The pure dismissal of cursor, for example, means that the author didn't learn how to work with it. Now, it's certainly limited and some people just prefer Claude code. I'm not saying that's unfair. However, it requires a process adaptation.

mkozlows

"There's no learning curve" just means this guy didn't get very far up, which is definitely backed up by thinking that Copilot and other tools are all basically the same.

randfish

Deeply curious to know if this is an outlier opinion, a mainstream but pessimistic one, or the general consensus. My LinkedIn feed and personal network certainly suggests that it's an outlier, but I wonder if the people around me are overly optimistic or out of synch with what the HN community is experiencing more broadly.

MobiusHorizons

My impression has been that in corporate settings (and I would include LinkedIn in that) AI optimism is basically used as virtue signaling, making it very hard to distinguish people who are actually excited about the tech from people wanting to be accepted.

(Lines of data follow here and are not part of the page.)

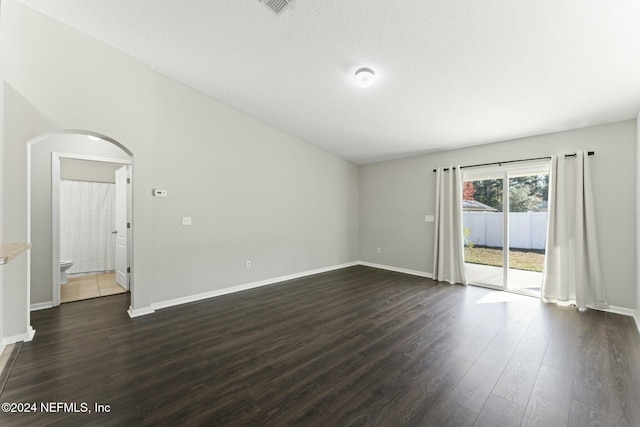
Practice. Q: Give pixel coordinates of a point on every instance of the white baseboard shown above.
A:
(140, 311)
(41, 306)
(26, 337)
(396, 269)
(218, 292)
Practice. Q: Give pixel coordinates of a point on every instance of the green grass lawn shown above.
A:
(519, 260)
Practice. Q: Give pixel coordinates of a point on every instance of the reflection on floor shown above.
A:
(528, 282)
(90, 286)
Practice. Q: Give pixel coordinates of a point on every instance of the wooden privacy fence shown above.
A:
(527, 230)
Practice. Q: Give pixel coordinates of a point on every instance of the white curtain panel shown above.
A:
(572, 273)
(448, 254)
(87, 218)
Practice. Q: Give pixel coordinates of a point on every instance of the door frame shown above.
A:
(55, 214)
(504, 173)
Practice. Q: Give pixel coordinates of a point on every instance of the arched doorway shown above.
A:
(44, 154)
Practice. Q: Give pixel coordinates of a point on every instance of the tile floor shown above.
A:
(90, 286)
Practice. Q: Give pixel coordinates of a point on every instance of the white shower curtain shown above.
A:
(448, 254)
(87, 218)
(572, 273)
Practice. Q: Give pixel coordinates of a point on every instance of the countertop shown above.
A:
(8, 251)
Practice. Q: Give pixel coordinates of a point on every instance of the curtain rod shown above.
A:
(590, 153)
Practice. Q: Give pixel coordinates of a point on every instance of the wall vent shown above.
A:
(277, 6)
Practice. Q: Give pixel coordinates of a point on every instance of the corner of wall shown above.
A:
(637, 315)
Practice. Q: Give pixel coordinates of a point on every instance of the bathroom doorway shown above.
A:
(44, 155)
(92, 199)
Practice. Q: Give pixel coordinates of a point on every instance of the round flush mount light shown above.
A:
(364, 77)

My personal experience has been that AI has trouble keeping the scope of the change small and targeted. I have only been using Gemini 2.5 pro though, as we don’t have access to other models at my work. My friend tells me he uses Claud for coding and Gemini for documentation.

WD-42

I think it’s pretty common among people whose job it is to provide working, production software.

If you go by MBA types on LinkedIn that aren’t really developers or haven’t been in a long time, now they can vibe out some react components or a python script so it’s a revolution.

Terretta

Which part of the opinion?

I tend to strongly agree with the "unpopular opinion" about the IDEs mentioned versus CLI (specifically, aider.chat and Claude Code).

Assuming (this is key) you have mastery of the language and framework you're using, working with the CLI tool in 25 year old XP practices is an incredible accelerant.

Caveats:

- You absolutely must bring taste and critical thinking, as the LLM has neither.

- You absolutely must bring systems thinking, as it cannot keep deep weirdness "in mind". By this I mean the second and third order things that "gotcha" about how things ought to work but don't.

- Finally, you should package up everything new about your language or frameworks since a few months or year before the knowledge cutoff date, and include a condensed synthesis in your context (e.g., Swift 6 and 6.1 versus the 5.10 and 2024's WWDC announcements that are all GPT-5 knows).

For this last one I find it useful to (a) use OpenAI's "Deep Research" to first whitepaper the gaps, then another pass to turn that into a Markdown context prompt, and finally bring that over to your LLM tooling to include as needed when doing a spec or in architect mode. Similarly, (b) use repomap tools on dependencies if creating new code that leverages those dependencies, and have that in context for that work.

I'm confused why these two obvious steps aren't built into leading agentic tools, but maybe handling the LLM as a naive and outdated "Rain Man" type doesn't figure into mental models at most KoolAid-drinking "AI" startups, or maybe vibecoders don't care, so it's just not a priority.

Either way, context based development beats Leroy Jenkins.